L’écume des jours

Par Nelcie @celinelcie

Jusqu’alors, je ne connaissais de Boris Vian que ses poèmes. Je n’avais jamais pris le temps de m’essayer à un de ses romans. Et puis, il y a quelques mois sortait au cinéma une adaptation de l’écume des jours. Film que je n’ai pas vu, d’ailleurs. Alors, j’ai eu envie de m’intéresser au roman.

Synopsis

L’écume des jours : ce titre léger et lumineux annonce une histoire d’amour drôle ou grinçante et inoubliable, composée par un écrivain de vingt-six ans.
C’est un conte de l’époque du jazz et de la science-fiction, à la fois comique et poignant, heureux et tragique, merveilleux et fantastique, féerique et déchirant. Dans cette ?œuvre d’une modernité insolente, l’une des plus célèbres du XXe siècle et livre-culte depuis plus de trente ans, Duke Ellington croise le dessin animé, Sartre devient une marionnette burlesque, le cauchemar va jusqu’au bout du désespoir.
Mais seules deux choses demeurent éternelles et triomphantes : le bonheur ineffable de l’amour absolu et la musique des noirs américains…

Mon avis

Bon. Je ne vais pas tergiverser pendant des plombes : Je n’ai pas aimé !

Ça, c’est dit.

Que les choses soient claires, je ne remets absolument pas en doute les talents d’écrivain de Boris Vian. Mais disons que dans ce roman il y a tellement de choses qui m’ont déplues…
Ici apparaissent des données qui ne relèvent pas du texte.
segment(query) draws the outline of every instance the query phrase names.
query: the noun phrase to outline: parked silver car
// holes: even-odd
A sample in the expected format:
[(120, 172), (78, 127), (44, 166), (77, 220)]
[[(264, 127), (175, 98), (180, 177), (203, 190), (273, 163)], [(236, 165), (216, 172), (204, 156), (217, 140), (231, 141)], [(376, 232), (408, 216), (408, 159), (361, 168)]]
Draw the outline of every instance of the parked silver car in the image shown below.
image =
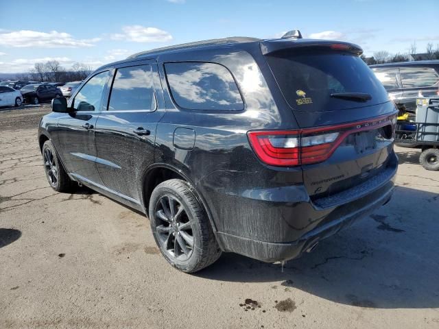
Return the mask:
[(64, 97), (69, 97), (76, 90), (76, 88), (80, 86), (82, 81), (74, 81), (73, 82), (67, 82), (66, 84), (61, 87), (58, 87), (62, 93), (62, 96)]

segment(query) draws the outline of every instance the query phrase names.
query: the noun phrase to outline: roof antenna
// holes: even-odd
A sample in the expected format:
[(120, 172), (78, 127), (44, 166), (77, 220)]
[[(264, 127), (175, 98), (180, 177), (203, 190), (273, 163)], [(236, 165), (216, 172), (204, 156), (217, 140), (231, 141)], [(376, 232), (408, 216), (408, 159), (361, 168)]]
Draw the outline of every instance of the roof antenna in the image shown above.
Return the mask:
[(282, 36), (283, 39), (301, 39), (302, 34), (298, 29), (292, 29), (291, 31), (288, 31), (283, 36)]

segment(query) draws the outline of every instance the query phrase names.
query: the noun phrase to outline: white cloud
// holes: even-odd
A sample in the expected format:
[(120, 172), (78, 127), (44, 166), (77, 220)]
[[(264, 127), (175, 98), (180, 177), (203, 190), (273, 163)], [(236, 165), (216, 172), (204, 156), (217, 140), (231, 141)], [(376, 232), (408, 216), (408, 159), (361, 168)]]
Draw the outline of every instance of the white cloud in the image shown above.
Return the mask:
[(13, 47), (80, 48), (93, 47), (100, 38), (75, 39), (65, 32), (49, 33), (22, 29), (0, 32), (0, 45)]
[(340, 40), (345, 38), (344, 34), (337, 31), (323, 31), (322, 32), (311, 33), (309, 34), (311, 39)]
[(124, 58), (130, 51), (127, 49), (112, 49), (107, 51), (108, 55), (104, 56), (106, 60), (115, 60)]
[(122, 27), (123, 33), (111, 36), (113, 40), (126, 40), (134, 42), (163, 42), (172, 40), (172, 36), (166, 31), (156, 27), (141, 25), (128, 25)]

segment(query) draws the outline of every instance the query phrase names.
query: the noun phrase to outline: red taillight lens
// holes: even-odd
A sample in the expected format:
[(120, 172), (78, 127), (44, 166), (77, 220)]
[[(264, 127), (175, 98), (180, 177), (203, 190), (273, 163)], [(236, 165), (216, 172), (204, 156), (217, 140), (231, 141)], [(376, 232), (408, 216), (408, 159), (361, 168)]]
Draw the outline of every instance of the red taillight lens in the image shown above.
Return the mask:
[(324, 161), (338, 132), (302, 136), (298, 131), (249, 132), (253, 149), (263, 162), (292, 167)]
[(299, 164), (298, 132), (249, 132), (248, 139), (259, 159), (267, 164)]
[(263, 162), (272, 166), (294, 167), (327, 160), (351, 134), (386, 125), (391, 126), (394, 131), (396, 118), (396, 114), (392, 114), (331, 127), (248, 132), (247, 134), (252, 147)]

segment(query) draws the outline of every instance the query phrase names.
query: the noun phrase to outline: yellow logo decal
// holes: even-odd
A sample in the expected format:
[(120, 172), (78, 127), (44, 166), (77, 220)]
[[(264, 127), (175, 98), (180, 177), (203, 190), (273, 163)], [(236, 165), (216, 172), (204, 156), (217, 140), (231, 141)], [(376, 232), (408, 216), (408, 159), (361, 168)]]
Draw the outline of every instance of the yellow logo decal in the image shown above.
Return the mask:
[(302, 97), (296, 99), (297, 105), (312, 104), (313, 100), (311, 97), (307, 97), (307, 93), (305, 91), (299, 89), (298, 90), (296, 90), (296, 94), (297, 94), (299, 97)]
[(301, 90), (300, 89), (298, 90), (296, 90), (296, 93), (297, 94), (298, 96), (301, 96), (303, 98), (307, 97), (307, 93), (305, 91)]

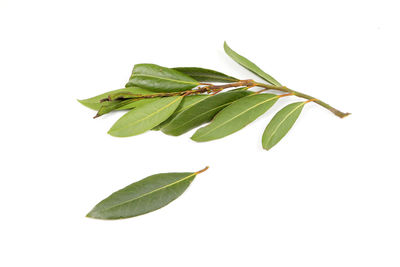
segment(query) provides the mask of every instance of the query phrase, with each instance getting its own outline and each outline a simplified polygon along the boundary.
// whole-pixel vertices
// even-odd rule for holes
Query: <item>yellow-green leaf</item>
[[[108,131],[112,136],[127,137],[146,132],[162,123],[174,113],[183,96],[159,98],[130,110]]]
[[[115,220],[157,210],[182,195],[196,175],[206,169],[199,172],[151,175],[111,194],[98,203],[86,216]]]
[[[175,112],[164,122],[161,124],[157,125],[154,127],[152,130],[158,131],[161,130],[163,127],[165,127],[171,120],[173,120],[176,116],[178,116],[180,113],[184,112],[185,110],[189,109],[190,107],[196,105],[197,103],[205,100],[206,98],[209,98],[210,95],[189,95],[185,96],[179,107],[175,110]]]
[[[154,94],[154,92],[151,92],[151,91],[143,89],[143,88],[127,87],[127,88],[123,88],[123,89],[109,91],[109,92],[106,92],[101,95],[97,95],[97,96],[94,96],[91,98],[82,99],[82,100],[78,100],[78,101],[79,101],[79,103],[81,103],[82,105],[84,105],[90,109],[99,110],[102,106],[102,103],[100,103],[100,100],[107,98],[109,95],[121,93],[121,92],[128,92],[128,93],[132,93],[132,94],[143,94],[143,95]],[[126,109],[128,109],[128,108],[126,108]]]
[[[299,117],[305,103],[307,101],[289,104],[275,114],[265,128],[262,137],[264,149],[270,150],[289,132]]]
[[[177,67],[174,70],[180,71],[189,75],[198,82],[220,82],[220,83],[232,83],[237,82],[239,79],[223,74],[219,71],[197,68],[197,67]]]
[[[198,85],[199,82],[182,72],[155,64],[136,64],[126,84],[154,92],[180,92]]]
[[[235,90],[211,96],[179,113],[161,130],[163,133],[178,136],[209,122],[221,109],[253,92]]]
[[[220,111],[209,125],[198,129],[192,140],[206,142],[237,132],[264,114],[278,98],[278,95],[273,94],[256,94],[241,98]]]
[[[281,84],[277,80],[275,80],[271,75],[265,73],[256,64],[254,64],[244,56],[241,56],[235,51],[233,51],[226,42],[224,43],[224,50],[228,56],[230,56],[233,60],[235,60],[237,63],[239,63],[249,71],[253,72],[257,76],[261,77],[262,79],[266,80],[267,82],[273,85],[281,86]]]

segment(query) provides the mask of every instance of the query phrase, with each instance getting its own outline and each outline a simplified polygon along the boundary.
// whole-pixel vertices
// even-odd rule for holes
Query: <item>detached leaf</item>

Il y a cet univers, à la fois absurde, surréaliste et poétique. Sauf que pour moi l’absurdité était exagérée, et je n’ai jamais réussi à trouver de point d’ancrage à ce monde de Vian. Et pour le coup, cette écriture poétique que j’appréciais tant au début, a fini par me lasser à mesure que j’avançais dans ma lecture. Pourtant, les jeux de mots, les métaphores et autre généralement ça me plait. Mais là, j’avais cette impression que l’auteur s’était fabrique un monde que seuls lui et ses personnages pouvaient comprendre. Je m’y suis clairement sentie étrangère.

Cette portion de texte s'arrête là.